It occurred to me recently as I was sitting around the table having lunch in between classes that the vast majority of my friends in college are international students. Now, this is not to say I had been living in oblivion about this fact all this time, but rather I came to the realization that I ought to think critically about how and why this had happened.
It is, I think, a natural reaction for a person to gravitate towards the familiar when they are placed in an environment that highlights their exoticism. Being immersed in a new culture can provoke an inward obsession with identity. You begin to question who you are among those in your new environment, what you are doing there and the extent of your relevance. Suddenly, you begin to view the world through a completely different prism, one which highlights your differences and sobers you up to the fact that there is a rift between what you have always known and what you must now quickly learn in order to behave appropriately in a new society.
I do, of course have a number of American friends, but they are disproportionately outnumbered by my international student friends. I have found it useful to try to understand what led to this and have come up with a number of reasons :
1) Complexity of understanding a new culture
Culture is a complex thing. There are many dimensions of it that one needs to comprehend before they can claim to have mastered it, and many of them are subtle.
American culture is no exception. Speaking English well and familiarizing yourself with the geography of a place is not enough to lay claim to being an expert on American culture. You need to understand subtleties in conversation, behavior, humor, irony, and the unwritten rules of engagement, among many other things.
It goes beyond cultural understanding into what I like to think of as cultural interpretation/translation.
The concept of friendship in the U.S. is fluid and dynamic. Unlike friendships in other parts of the world, friendship in America can assume various gradients of depth and commitment, yet still be deemed as friendship. A person you say hi to occasionally can be labeled a friend. A person you collaborate with on one class project can be a “friend.”

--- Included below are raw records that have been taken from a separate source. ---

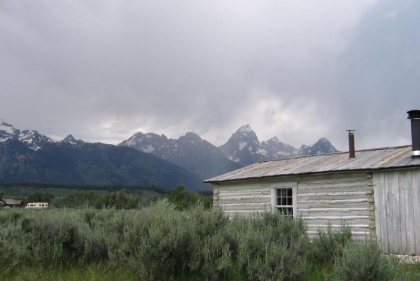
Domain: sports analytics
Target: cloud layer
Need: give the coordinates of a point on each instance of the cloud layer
(104, 70)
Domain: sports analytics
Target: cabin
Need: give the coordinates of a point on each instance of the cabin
(374, 191)
(10, 203)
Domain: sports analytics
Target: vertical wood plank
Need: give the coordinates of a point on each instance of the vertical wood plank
(393, 225)
(415, 183)
(380, 212)
(404, 181)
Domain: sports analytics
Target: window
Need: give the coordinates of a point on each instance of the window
(284, 202)
(284, 199)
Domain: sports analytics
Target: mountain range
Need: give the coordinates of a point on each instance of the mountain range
(205, 160)
(143, 159)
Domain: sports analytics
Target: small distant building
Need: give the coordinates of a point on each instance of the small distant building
(376, 191)
(10, 203)
(37, 205)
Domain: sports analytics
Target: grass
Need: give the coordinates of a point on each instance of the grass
(405, 272)
(161, 243)
(77, 273)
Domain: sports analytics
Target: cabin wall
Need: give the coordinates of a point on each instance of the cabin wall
(242, 198)
(337, 199)
(397, 196)
(334, 199)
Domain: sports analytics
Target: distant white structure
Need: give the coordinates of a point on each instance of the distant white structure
(37, 205)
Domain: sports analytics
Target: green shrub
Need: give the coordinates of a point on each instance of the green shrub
(364, 261)
(330, 244)
(272, 248)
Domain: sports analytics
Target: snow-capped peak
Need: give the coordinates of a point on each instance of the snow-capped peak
(70, 139)
(7, 131)
(245, 129)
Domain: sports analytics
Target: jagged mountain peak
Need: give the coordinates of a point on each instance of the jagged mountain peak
(244, 129)
(70, 139)
(191, 137)
(7, 131)
(33, 139)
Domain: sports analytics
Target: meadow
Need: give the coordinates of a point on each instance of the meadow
(165, 243)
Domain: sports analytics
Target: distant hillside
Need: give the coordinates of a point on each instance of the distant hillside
(190, 152)
(205, 160)
(244, 148)
(28, 156)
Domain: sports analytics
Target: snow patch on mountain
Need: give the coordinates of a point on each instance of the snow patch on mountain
(245, 129)
(149, 148)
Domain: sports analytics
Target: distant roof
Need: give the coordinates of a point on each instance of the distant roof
(10, 201)
(370, 159)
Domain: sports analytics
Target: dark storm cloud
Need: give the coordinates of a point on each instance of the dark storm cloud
(103, 70)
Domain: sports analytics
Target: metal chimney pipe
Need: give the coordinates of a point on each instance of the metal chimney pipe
(414, 116)
(352, 151)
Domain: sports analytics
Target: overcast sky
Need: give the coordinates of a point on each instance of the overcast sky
(299, 70)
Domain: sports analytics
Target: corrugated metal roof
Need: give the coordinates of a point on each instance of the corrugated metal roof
(370, 159)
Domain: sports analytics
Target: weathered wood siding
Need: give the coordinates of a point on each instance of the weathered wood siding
(337, 199)
(397, 196)
(242, 198)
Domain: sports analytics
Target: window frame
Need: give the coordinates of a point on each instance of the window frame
(274, 196)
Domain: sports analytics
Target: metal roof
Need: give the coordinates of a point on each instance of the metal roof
(369, 159)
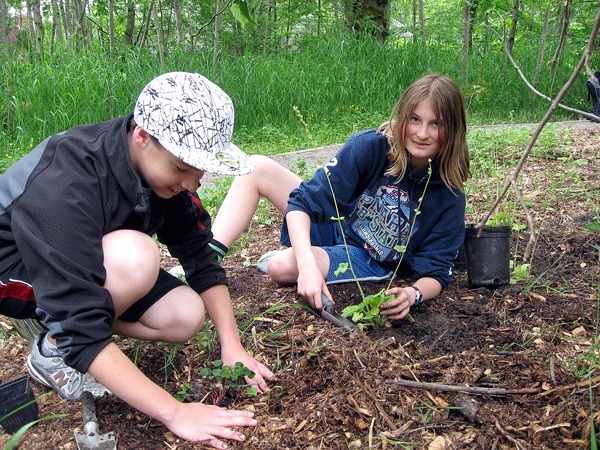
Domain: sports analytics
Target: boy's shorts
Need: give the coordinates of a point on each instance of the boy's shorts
(329, 237)
(17, 299)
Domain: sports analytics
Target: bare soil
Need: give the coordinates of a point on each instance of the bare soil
(507, 362)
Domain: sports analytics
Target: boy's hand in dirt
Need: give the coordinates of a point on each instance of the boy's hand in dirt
(197, 422)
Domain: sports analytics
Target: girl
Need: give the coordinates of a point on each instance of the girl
(377, 179)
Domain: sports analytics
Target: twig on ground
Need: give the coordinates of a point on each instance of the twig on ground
(463, 388)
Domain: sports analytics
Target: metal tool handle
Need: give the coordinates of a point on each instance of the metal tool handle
(327, 304)
(88, 407)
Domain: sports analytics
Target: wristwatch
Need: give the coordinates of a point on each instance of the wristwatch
(418, 296)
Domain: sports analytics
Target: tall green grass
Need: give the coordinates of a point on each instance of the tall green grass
(340, 84)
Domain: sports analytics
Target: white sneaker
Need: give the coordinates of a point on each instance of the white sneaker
(51, 371)
(263, 261)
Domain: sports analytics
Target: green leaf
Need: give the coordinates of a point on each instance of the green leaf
(342, 268)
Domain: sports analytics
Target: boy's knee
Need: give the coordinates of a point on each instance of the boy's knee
(129, 249)
(132, 262)
(186, 323)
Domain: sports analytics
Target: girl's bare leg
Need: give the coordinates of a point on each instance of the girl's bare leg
(269, 180)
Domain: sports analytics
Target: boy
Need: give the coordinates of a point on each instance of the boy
(76, 219)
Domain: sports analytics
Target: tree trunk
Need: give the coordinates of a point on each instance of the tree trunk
(178, 21)
(513, 27)
(37, 30)
(372, 16)
(146, 29)
(563, 37)
(541, 48)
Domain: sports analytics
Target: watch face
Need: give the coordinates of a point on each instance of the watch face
(418, 296)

This is a great departure from what friendship entailed back in Zimbabwe. There friendship was reserved for relationships with greater devotion and a more substantial connection, which appear to not be a requisite elements of friendship in the States.
3) Existing in different paradigms
Americans exist in a different social paradigm than the one people from certain other parts of the world exist in. This is a social orbit that can be hard to reach and access from the position of an outsider. Americans care about different things, enjoy different things, and are preoccupied with different ideas. Thus, I tend to find the experiences of international students more relatable and contextually accessible.
Like myself, many internationals come from third world countries, and many have therefore been confronted with socioeconomic barriers at some point in their lives. Among us there is a strong and universal consciousness of and sensitivity to struggle and hardship.
In my conversations with other international students we also discover strikingly similar things that stir nostalgia in us – food, tropical climates, an obsession with cricket and soccer, mother languages, the metric system and parliamentary governments – all of which draw vacant stares and confused expressions from Americans. There is a camaraderie in these seemingly trivial things that authenticates and strengthens friendship.
Of course this is not to say strong friendships cannot be formed with Americans, and neither is it meant to imply that Americans cannot also relate to these things. As one of my favorite African authors Chimamanda Ngozi Adichie puts it, there is never a single story about a place or a person. Therefore, in order to meaningfully understand others, we must allow ourselves to empathize with the stories that collided to make them view the world through the lenses they use. It may require us to momentarily step away from our parochial convictions of what we imagine people to be and allow real life experiences, not pre-conceived notions, to refurbish our attitudes.
So I have set before myself the mission of befriending more Americans. I feel, for my sake, that I should definitely make a more concerted effort to both gain and impart cultural awareness through friendships with my American classmates. Not only will it broaden the scope of my understanding of the world, but it will better equip me to navigate the complex new society in which I now find myself a part.